Section 57 of the Criminal Justice and Courts Act 2015 came into force on 13 April 2015. Under Section 57, personal injury claims can be dismissed/struck out where the claimant has been found to be fundamentally dishonest in relation to either the primary claim or a related claim.
This is not an automatic procedure and any defendant will have to make an application to the court. Should the court be satisfied that on the balance of probabilities the claimant has been fundamentally dishonest in relation to the primary claim or a related claim, the court must dismiss the primary claim. However, the claimant will have the opportunity to try to persuade the court that the claim should not be dismissed. To do this, they must be able to show they would suffer a substantial injustice if the claim was dismissed.

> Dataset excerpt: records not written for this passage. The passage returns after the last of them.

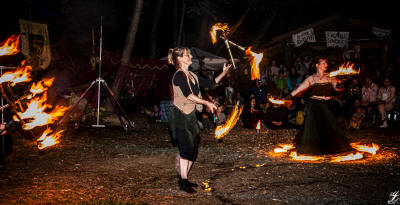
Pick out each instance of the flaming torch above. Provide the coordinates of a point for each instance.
(344, 70)
(258, 127)
(10, 46)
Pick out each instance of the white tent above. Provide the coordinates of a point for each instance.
(211, 62)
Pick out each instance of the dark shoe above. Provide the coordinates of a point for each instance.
(190, 184)
(183, 185)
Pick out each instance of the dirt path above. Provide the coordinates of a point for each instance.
(108, 166)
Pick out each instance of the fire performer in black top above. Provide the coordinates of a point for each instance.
(182, 120)
(321, 132)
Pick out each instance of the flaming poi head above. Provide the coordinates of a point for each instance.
(344, 70)
(10, 46)
(218, 27)
(255, 60)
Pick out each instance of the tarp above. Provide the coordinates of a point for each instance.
(211, 61)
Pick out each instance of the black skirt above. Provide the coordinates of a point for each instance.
(185, 131)
(321, 132)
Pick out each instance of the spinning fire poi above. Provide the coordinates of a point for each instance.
(37, 112)
(255, 60)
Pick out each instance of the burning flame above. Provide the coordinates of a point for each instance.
(284, 148)
(344, 70)
(279, 102)
(222, 130)
(258, 127)
(364, 148)
(37, 115)
(48, 140)
(305, 158)
(40, 87)
(22, 74)
(255, 60)
(10, 46)
(349, 157)
(218, 26)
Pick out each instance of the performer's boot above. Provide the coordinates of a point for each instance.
(184, 186)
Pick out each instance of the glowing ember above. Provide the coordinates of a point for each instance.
(364, 148)
(222, 130)
(349, 157)
(47, 140)
(36, 114)
(279, 102)
(258, 127)
(284, 148)
(10, 46)
(255, 60)
(344, 70)
(305, 158)
(22, 74)
(218, 26)
(41, 86)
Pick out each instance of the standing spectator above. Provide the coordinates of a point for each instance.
(386, 99)
(274, 70)
(281, 83)
(259, 91)
(293, 79)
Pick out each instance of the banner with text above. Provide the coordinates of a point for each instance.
(337, 39)
(304, 36)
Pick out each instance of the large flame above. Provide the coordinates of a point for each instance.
(218, 26)
(349, 157)
(344, 70)
(279, 102)
(283, 148)
(47, 140)
(36, 113)
(222, 130)
(364, 148)
(22, 74)
(255, 60)
(10, 46)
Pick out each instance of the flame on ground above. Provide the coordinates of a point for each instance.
(364, 148)
(10, 46)
(218, 26)
(344, 70)
(255, 60)
(222, 130)
(349, 157)
(47, 140)
(283, 148)
(22, 74)
(279, 102)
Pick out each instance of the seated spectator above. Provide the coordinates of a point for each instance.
(251, 114)
(276, 117)
(386, 99)
(220, 117)
(259, 91)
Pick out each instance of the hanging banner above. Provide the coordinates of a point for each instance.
(381, 33)
(337, 39)
(304, 36)
(35, 44)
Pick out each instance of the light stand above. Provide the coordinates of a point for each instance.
(122, 116)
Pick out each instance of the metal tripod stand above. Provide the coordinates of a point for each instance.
(114, 102)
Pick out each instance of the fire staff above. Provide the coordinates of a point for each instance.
(321, 132)
(183, 125)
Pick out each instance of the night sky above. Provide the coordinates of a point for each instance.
(70, 21)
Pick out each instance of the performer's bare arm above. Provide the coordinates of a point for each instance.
(308, 82)
(198, 100)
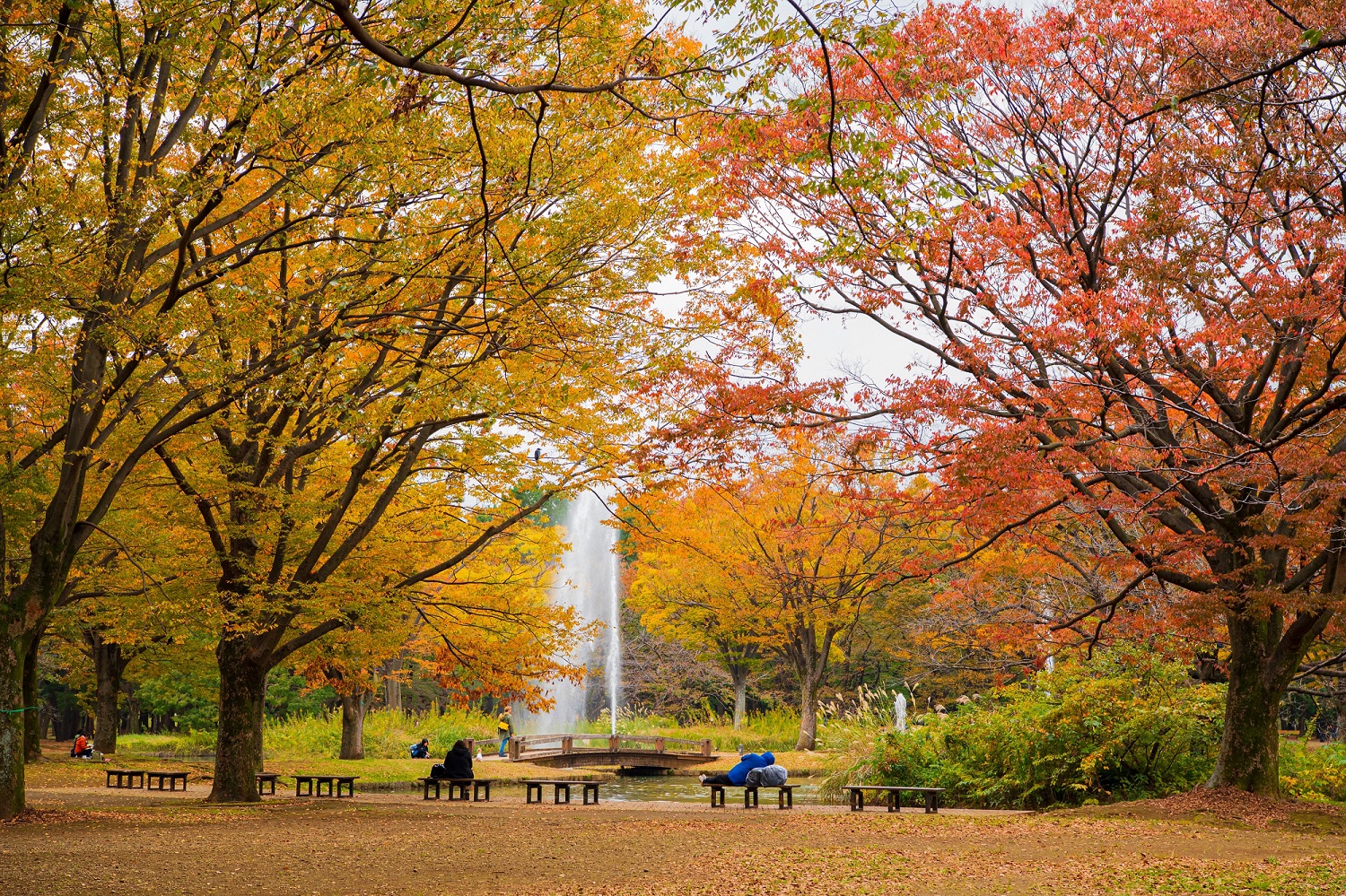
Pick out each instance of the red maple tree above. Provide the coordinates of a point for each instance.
(1128, 318)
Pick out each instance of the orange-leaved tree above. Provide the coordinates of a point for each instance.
(785, 552)
(1132, 319)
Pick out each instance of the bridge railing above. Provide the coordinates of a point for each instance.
(565, 743)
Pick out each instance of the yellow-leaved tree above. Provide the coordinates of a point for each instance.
(778, 557)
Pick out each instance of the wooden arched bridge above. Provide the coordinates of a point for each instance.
(627, 751)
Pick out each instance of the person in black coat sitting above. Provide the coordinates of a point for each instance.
(458, 763)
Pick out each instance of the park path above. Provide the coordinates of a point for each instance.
(118, 844)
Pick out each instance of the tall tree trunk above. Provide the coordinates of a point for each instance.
(808, 715)
(1262, 664)
(739, 675)
(108, 665)
(1340, 702)
(32, 718)
(242, 689)
(353, 708)
(13, 653)
(393, 685)
(809, 656)
(260, 723)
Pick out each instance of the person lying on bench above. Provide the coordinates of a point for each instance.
(739, 774)
(458, 763)
(770, 775)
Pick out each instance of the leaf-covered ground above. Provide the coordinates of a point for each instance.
(118, 842)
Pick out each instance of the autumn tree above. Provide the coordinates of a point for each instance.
(786, 553)
(144, 163)
(684, 595)
(1131, 317)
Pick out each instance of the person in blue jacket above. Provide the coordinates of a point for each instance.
(739, 774)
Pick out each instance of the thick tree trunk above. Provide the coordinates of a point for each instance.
(13, 653)
(108, 666)
(808, 713)
(242, 688)
(32, 718)
(353, 708)
(1249, 748)
(739, 675)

‘Related claims’ includes references to a claimant who may have dishonestly supported the fraudulent claim of another, and as a result may have their own claim dismissed, whether honest or not. In relation to costs in these circumstances, the court must deduct the amount recorded (the court’s order dismissing the claim must record the amount of damages that the court would have awarded to the claimant in respect of the primary claim but for the dismissal of the claim) from the amount which it would otherwise order the claimant to pay in respect of costs incurred by the defendant.
It may of course be difficult to assess the true value of a claim at an early stage in the proceedings and it remains to be seen how the court will tackle that issue. In any event, claimant solicitors will need to ensure their clients are aware of the implications of a finding of fundamental dishonesty from the outset of the claim.